It depends very much who you talk to. To some it is just a “pay library service” – second run television programmes and old movies topped up by a relatively small number of high quality originals such as House of Cards, Narcos and, this week’s announcement, Beasts of No Burden with Robert Redford and Jane Fonda. They of course get all the media attention as they are intended to do.

Bruce Tuchman, president of AMC, the Breaking Bad company, warned however that the OTT players in the industry were putting pressure on the “big bundle” subscriptions that drive profits in the US cable industry.

Netfix would have no interest in destroying cable entirely through “cord-cutting” because broadband is used to carry its service, but what if consumers opted for “skinny” bundles of channels and started to refuse to pay for the dozens of channels they hardly ever watch.

Tuchman argued that audiences are increasingly – particularly younger ones – becoming more and more choosy “and only top quality content will make it.”

From the award-garlanded Netflix House of Cards onwards, movie production standards are being imported into television drama.

There was a major behaviour change in which consumers increasingly chose what and when they wanted to watch.

It was a view echoed from the floor by a more than middle-aged delegate, who downloaded a drama series for the first time and watched it over a single weekend.

Partly to his own surprise, he liked that mode of viewing and was already looking for other drama series to download.

The obvious point is that binging viewers are simply not available to watch the pictures and the ads of the commercial broadcast networks.

At the conference Roger Lynch, chief executive of OTT start-up Sling TV, predicted that OTT services would be in 35 million homes by 2022 and that over 20 years OTT services would be in every home.

The tension over the future of viewing habits was underlined by a piece of IBM research for the fifth annual IBC Leaders’ Summit where executives confess their concerns about the future in off-the-record sessions.

The disconcerting news is that viewers in all the major European countries are increasingly demanding everything, when they want it, on all of their devices. They also want it to be cheap.

They might think that, but I couldn’t possibly comment, as Francis Urquhart put it in slightly different circumstances.

Yet according to IBM three quarters of broadcasters say they believe that non-linear broadcasting will overtake linear in terms of volume within five years. Even more controversially, a smaller majority, but still a majority, believe revenues will follow suit within the same period.

This is almost certainly nonsense. The end of linear broadcasting, and with it channels, has been vigorously forecast for at least two decades.

In 2005 the BBC said all broadcasting would be online by 2012.

These people never learn from their mistakes, other than to move the end game forward surreptitiously by five years when the occasion demands.

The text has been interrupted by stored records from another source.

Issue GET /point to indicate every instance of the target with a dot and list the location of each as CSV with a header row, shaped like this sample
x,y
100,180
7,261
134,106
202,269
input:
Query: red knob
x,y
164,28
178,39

Watch for the BBC doing it again within the next few months.

Clearly audiences are getting more demanding even if they sometimes ask for the impossible but OTT viewing so far adds up only to a small slice of overall viewing time, as does mobile.

Will Netflix inherit the earth as Amazon and Facebook appear to have done and as its share price, however volatile, appears to suggest?

In July Netflix said it had a total of 65.5 million subscribers, 42.3 million in the US and the rest abroad.

But according to one of the anonymous speakers at the IBC Leaders’ Summit, for every dollar the company makes in the US it loses a dollar overseas – largely because it has to sign up all its contracts in advance before it has any subscribers.

There are obvious problems. The more success Netflix has the more the film and TV companies will charge for their programme supply deals, and the more imitators will be attracted to the market, including those very IP owners.

Make lots more original content and the monthly subscription will have to rise, turning Netflix into just another pay-TV operation but one without its unique selling point: its low cost.

The one thing you can be sure of is that the N Word will be a point of discussion and contention at least until IBC 2016.